Earlier, Dahdouh was on air, covering the aftermath of a separate strike that had killed at least 26 people, according to local officials. Throughout the war, Dahdouh has remained in Gaza City, despite Israeli calls for residents to head south ahead of an expected ground offensive.
Hundreds of thousands of people have fled to Nuseirat and other locations in central and southern Gaza, believing them to be safer. But Israeli strikes have continued to pound these areas, which are suffering dire shortages of water, medicine and fuel under an Israeli siege.
“This is the safe area which the occupation army talked about, the moral army,” said Dahdouh with bitter sarcasm to a fellow a Al-Jazeera reporter at the al-Aqsa hospital.

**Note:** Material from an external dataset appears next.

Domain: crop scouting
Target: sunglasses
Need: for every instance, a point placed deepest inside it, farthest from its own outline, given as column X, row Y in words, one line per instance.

In a statement, Al-Jazeera said Dahdouh’s family “home was targeted” in an “indiscriminate assault by the Israeli occupation.”
The Israeli army had no immediate comment. It says it strikes only Hamas military targets, but the Palestinians say thousands of civilians have died. Israel accuses Hamas of using civilians as human shields.
Israel has threatened to shut down Al-Jazeera over its coverage of the war. Al-Jazeera is a Qatari state-owned media network, and is deeply critical of Israel, particularly its treatment of Palestinians.
Over the last week, the gas-rich nation of Qatar has emerged as a key intermediary over the fate of more than 200 hostages captured by Hamas militants during their Oct. 7 assault. Qatar has hosted Hamas’ political office in its capital of Doha for over a decade. The capital, Doha, is home to Ismail Haniyeh, Hamas’ supreme leader, and also Khaled Mashaal, Haniyeh's predecessor.
Four of the hostages have been released, a mother and daughter on Friday and two more on Monday. In an interview with Sky News this week, Mashaal said all Israeli hostages could be released if Israel stopped its arial bombardment of the Gaza.